Sales Training Blog, Sales Debut

Selling the Solution

selling principles Sep 21, 2022

By Ralph Cerullo

Selling the solution, not the product, is the most important lesson we can learn as salespeople. Why? Simply put, no one cares about your product or service. The only thing that anyone cares about is their problem and how to manage it. Your job as a salesperson is to provide value and although you may understand the value in the specifics of what you sell, only portions of that value may be relevant to your client.

What should you do?

Stop being selfish! If you approach every meeting geared up to beat your prospect over the head with facts, figures, and specs, then you’re probably going to be disappointed with the result. Sharing is about providing value and receiving value. It is a collaborative process and should be a give and take between both parties. You should be entering every conversation with the idea that you are going to give just enough to get the information you need to adequately give some more. And, that more will need to be more information of value and substance. This cycle will continue until the prospect is ready to solve their problem with the solution you’ve provided specifically for their use case.

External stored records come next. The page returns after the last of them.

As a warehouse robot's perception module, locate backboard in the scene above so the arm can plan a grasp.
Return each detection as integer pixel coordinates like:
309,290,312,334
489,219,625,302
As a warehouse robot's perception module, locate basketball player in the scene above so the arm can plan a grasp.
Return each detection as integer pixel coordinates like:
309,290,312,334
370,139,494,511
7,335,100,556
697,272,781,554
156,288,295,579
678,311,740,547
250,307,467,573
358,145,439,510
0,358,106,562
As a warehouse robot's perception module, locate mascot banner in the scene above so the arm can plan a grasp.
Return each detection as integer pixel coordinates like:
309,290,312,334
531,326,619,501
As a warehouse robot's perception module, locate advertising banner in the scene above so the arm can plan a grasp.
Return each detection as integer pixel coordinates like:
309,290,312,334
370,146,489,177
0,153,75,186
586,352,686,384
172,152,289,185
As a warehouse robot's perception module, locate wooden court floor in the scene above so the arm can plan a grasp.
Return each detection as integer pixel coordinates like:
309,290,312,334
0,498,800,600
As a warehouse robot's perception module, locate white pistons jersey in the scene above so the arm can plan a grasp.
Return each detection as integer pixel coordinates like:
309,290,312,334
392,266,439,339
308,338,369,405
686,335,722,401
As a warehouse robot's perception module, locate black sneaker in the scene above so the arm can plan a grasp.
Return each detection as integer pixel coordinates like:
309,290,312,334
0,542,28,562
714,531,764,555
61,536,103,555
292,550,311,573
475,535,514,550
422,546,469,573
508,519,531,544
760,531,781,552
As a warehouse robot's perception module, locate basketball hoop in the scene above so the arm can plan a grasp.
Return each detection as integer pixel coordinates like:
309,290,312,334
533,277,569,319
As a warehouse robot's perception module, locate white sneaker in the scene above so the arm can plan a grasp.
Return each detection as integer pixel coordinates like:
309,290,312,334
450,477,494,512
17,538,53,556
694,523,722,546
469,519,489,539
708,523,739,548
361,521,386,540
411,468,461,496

How do you know what to sell?

It’s impossible to sell a solution when you’re not sure what it is! It makes sense to feel that way, however, it may be that you're selling too early in the process. Pace yourself. The more expensive the product or service, the longer the sales cycle typically is. Sell too early and you will never connect and make enough headway to provide a solution. Try developing the relationship first and worry about what you’ll need to propose later. By the time you are giving a presentation and providing a proposal, you should already have a clear idea of what they need, when, and how to best provide it.

How do you know a solution from an option?

Options drive choice, solutions drive execution. A salesperson that presents an option will be driving a comparative or evaluation process. A salesperson who understands a very specific problem and eliminates it will close the deal. Solutions are conclusions, they eliminate further searching. We need to be very clear that we have identified a solution before presenting it to an end user. Some ways to determine if you are harboring an option or if you are sitting on an actual solution is to answer these questions.

  1.  Does your suggestion leave unresolved issues or challenges that may need to be worked through later?
  2.  Does your offer immediately resolve or eliminate a pain point?
  3.  Can they replicate your solution by themselves or with a competitor’s product or service?

To have a truly adequate solution, you will want it to be void of additional challenges it reveals or creates, immediately solve the problem, and proprietary or at least unique to your company in its design or delivery.

In closing, it makes sense to spend much time prior to a sales call evaluating and retooling your offer to be uniquely suited to solve your client’s very specific problem. Don’t rush into a situation with an option that keeps them shopping and you struggling to regain control of your sales process.